Regulatory Environment and Approvals in Cell and Gene Therapy Products Between Japan, the USA, and the EU.

Abstract

This study aimed to demonstrate the differences in the way cell and gene therapy (CGT) products have been developed and reviewed for approval in Japan, the USA, and the EU by comparing regulations and successfully launched products in each region, and to examine the background to such differences.
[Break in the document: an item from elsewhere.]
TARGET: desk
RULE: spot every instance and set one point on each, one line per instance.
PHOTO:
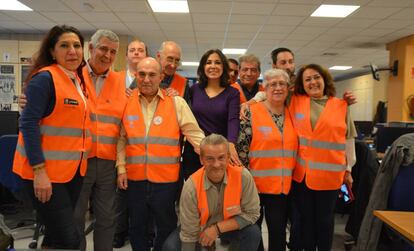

Information on relevant regulations and approved CGT products were collected from the public source and compared by region. While regulations on CGT products are largely consistent among these regions, some differences could have a substantial impact on the practices defining CGT products, the timing of responses required to comply with the regulations for handling gene-modified organisms, and the acceptable validation processes under good manufacturing practice regulations. Although CGT products are given some preferential status in all regions, the preferential treatment given to CGT products varies across regions. The CGT products launched in each region also differ significantly in type, indications, the nature of the developers, and the clinical evidence submitted. While all the cellular products launched in Japan were approved based on small uncontrolled trials, most cellular products in the USA and EU were approved based on controlled studies. A trend was observed for companies to enter their home markets. Our study showed differences of regulations on CGT products and of features in approved products as well as the trend of their home market entries, which may have been driven by a different context than that of traditional pharmaceuticals.